Les larmes coulent sur ses joues atrocement sanguines
Les yeux assombris par la douleur sont ternis
Les paumes de ses mains se déchirent indignes
D’un bébé qui s’apprête à voir la lumière jaunie
Dans cet Apocalypse, se conjuguent naître et mourir
Les religieuses l’entourent, attentives
Voulant s’en approprier non la secourir
Mais l’Élu s’attarde à venir…
Les chants catholiques chevauchent le vent
La naissance prophétique se réalise
Être suprême, solennel et sublime, il est.
Vilaine, méprisée, à leurs yeux, elle resterait.

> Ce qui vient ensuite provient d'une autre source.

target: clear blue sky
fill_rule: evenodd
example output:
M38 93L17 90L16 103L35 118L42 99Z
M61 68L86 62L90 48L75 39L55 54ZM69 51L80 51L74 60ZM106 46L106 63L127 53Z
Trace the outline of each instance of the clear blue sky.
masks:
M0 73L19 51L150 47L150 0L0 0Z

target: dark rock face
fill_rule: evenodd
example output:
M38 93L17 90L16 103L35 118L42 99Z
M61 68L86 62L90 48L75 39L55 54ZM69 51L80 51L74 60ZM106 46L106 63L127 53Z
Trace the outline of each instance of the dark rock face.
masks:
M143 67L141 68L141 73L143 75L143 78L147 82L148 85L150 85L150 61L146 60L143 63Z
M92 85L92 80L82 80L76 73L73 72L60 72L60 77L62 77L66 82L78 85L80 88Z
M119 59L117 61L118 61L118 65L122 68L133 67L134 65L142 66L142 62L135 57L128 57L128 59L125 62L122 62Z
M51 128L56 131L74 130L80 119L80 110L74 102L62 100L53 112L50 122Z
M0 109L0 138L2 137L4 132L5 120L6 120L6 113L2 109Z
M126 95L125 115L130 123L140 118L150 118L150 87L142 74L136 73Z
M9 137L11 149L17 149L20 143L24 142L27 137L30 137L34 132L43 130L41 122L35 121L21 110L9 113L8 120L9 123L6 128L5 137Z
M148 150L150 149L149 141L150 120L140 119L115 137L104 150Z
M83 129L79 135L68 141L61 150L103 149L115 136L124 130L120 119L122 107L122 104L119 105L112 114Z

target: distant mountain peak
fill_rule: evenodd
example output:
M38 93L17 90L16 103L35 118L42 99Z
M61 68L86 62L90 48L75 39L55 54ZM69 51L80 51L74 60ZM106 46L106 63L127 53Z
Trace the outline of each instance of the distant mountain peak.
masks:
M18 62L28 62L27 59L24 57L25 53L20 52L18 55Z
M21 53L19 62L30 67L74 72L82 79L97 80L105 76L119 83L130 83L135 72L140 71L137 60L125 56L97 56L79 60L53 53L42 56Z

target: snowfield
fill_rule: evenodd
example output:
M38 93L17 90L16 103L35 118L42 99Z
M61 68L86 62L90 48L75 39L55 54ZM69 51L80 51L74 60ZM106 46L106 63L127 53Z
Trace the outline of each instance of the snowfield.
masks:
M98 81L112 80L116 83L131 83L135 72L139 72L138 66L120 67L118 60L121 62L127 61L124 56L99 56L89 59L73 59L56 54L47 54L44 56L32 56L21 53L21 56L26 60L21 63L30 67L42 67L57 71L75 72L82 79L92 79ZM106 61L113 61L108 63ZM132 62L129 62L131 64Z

Elle ne savait ce qu’il lui arrivait
Cris, Souffrance, son ventre s’écorchait
Subitement, elle rend compte
Que c’est vide, hypocrite et laid
Le monde s’impatientait
L’odeur de l’encens se propageait
Ses maux la tuaient
Sera-t-elle enfin délivrée ?
Le monde s’impatientait
Les litanies sacrées, aux cieux, s’élevaient,
Soudain, leurs visages deviennent offusqués
N’avaient-ils jamais songé qu’il pouvait être, mort-né
Elle était la seule à le savoir et elle en riait
Avant de rejoindre son enfant au paradis espéré
Œuvre du diable qui la possédait
Ou simple mensonge…divin ?
1 commentaire:
Et bien...Tu as du talent, c'est le moins que je puisse dire. Je suis éditeur. Si tu cherches à te faire publier, à compte d'éditeur et non à compte d'auteur, je t'invite à communiquer avec moi, par écrit, à cette adresse :
balzac46@hotmail.com
Au plaisir.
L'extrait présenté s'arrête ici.